Zum Abschluss der Veranstaltung gab Drvenkar einen weiteren Einblick in eines seiner uns bisher unbekannten Werke und las – passend zur Vorweihnachtszeit – eine Kurzgeschichte aus dem Sammelband Die Nacht, in der meine Schwester den Weihnachtsmann entführte. 2005 erschienen, stellt es das Dritte einer Reihe autobiografischer Bücher dar und spiegele nach Aussage des Autors den Versöhnungsprozess mit seiner Vergangenheit und besonders der Familie wider. In acht Weihnachtsgeschichten erzählt Drvenkar darin von seinen Weihnachtserlebnissen gemeinsam mit der Schwester Susa, dem Bruder Pavel und dem Rest der Familie. Ohne den Inhalt Interessierten vorwegzunehmen, sei so viel gesagt: In unserem Seminar sorgte die schräge Geschichte für einige Lacher und die ein oder andere hochgezogene Augenbraue.
Mit dem Ende der Geschichte war auch die Lesung zu ihrem Ende gekommen.
Ausblick
Wir sind gespannt, was wir in Zukunft noch von Zoran Drvenkar hören werden. Neben einigen momentan laufenden Filmprojekten, wie einer Verfilmung zum voraussichtlich im Frühjahr 2024 erscheinenden Roman Frankie und wie er die Welt sieht und Arbeiten an der Serie zum Thriller Du (2010), schließt der Autor auch weitere Romane um die Mädchenclique aus Wir nicht aus.

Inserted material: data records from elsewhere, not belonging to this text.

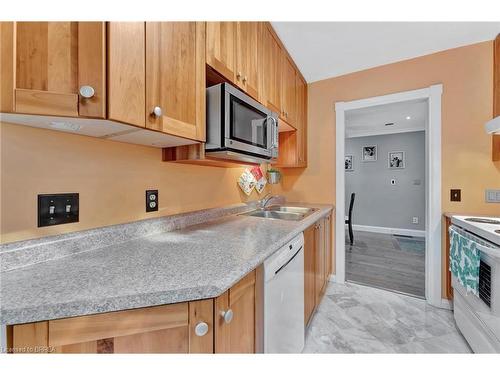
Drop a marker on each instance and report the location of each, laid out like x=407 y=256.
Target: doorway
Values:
x=431 y=96
x=385 y=196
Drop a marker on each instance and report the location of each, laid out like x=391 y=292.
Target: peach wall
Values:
x=111 y=178
x=467 y=103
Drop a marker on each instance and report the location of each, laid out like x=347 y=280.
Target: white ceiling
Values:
x=372 y=120
x=328 y=49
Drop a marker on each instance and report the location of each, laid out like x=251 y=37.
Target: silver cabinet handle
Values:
x=227 y=316
x=86 y=92
x=201 y=329
x=157 y=111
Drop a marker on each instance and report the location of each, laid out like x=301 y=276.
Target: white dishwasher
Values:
x=284 y=299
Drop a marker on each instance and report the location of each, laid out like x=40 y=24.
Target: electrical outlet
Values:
x=455 y=195
x=151 y=200
x=55 y=209
x=492 y=196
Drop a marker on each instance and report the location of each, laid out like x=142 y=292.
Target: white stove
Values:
x=478 y=317
x=485 y=227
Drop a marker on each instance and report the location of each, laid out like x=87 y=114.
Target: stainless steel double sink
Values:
x=282 y=212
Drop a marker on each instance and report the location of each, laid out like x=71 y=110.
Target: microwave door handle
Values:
x=274 y=132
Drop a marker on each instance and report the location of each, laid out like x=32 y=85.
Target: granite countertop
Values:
x=197 y=262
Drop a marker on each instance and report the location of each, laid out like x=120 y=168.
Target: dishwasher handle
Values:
x=288 y=261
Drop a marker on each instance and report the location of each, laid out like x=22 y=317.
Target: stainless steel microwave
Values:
x=239 y=127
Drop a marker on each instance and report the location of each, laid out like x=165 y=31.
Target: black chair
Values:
x=349 y=219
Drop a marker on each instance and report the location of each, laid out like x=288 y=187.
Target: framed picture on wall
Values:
x=396 y=160
x=369 y=153
x=349 y=166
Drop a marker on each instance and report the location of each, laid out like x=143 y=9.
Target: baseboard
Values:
x=400 y=231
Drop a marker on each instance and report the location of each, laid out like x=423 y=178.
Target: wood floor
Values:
x=378 y=260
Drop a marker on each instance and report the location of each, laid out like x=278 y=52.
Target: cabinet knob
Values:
x=227 y=315
x=201 y=329
x=87 y=92
x=157 y=111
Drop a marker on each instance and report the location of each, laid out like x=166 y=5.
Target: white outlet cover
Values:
x=492 y=196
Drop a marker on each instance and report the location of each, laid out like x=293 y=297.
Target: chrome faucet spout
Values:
x=267 y=198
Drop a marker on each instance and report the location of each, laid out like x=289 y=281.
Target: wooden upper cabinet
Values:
x=288 y=91
x=175 y=78
x=127 y=72
x=272 y=69
x=46 y=64
x=221 y=48
x=235 y=319
x=496 y=97
x=248 y=72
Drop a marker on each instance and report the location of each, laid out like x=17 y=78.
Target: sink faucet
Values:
x=267 y=198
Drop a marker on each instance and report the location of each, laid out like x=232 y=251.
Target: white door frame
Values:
x=433 y=184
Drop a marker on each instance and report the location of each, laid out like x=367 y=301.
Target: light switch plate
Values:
x=455 y=195
x=151 y=200
x=55 y=209
x=492 y=196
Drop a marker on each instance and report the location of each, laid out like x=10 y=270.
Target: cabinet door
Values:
x=175 y=78
x=309 y=273
x=221 y=48
x=301 y=121
x=161 y=329
x=288 y=90
x=235 y=318
x=127 y=72
x=52 y=61
x=247 y=52
x=272 y=70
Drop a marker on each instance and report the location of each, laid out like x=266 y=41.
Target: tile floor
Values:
x=380 y=260
x=358 y=319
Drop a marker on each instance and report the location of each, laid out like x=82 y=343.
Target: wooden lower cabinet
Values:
x=160 y=329
x=235 y=318
x=309 y=273
x=448 y=289
x=317 y=264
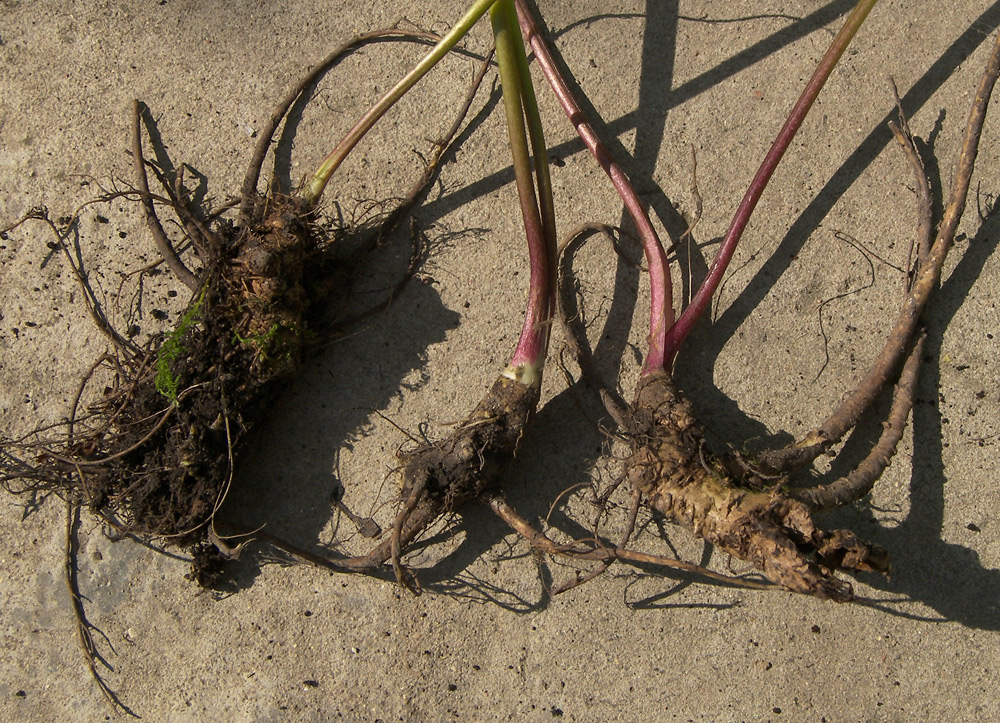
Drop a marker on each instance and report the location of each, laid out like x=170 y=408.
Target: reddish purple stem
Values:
x=661 y=291
x=711 y=283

Große schriftstellerische Ziele habe Drvenkar jedoch nicht mehr. „Ich habe schon für mich alles gesagt, was ich sagen wollte“, bemerkte er dazu. Das Leben mit den Menschen um ihn herum zu genießen, sei für ihn mittlerweile viel wichtiger geworden. Dabei wünschen wir Zoran Drvenkar als Seminar alles Gute und bedanken uns herzlich bei ihm und dem Literaturhaus Oldenburg für seinen Besuch.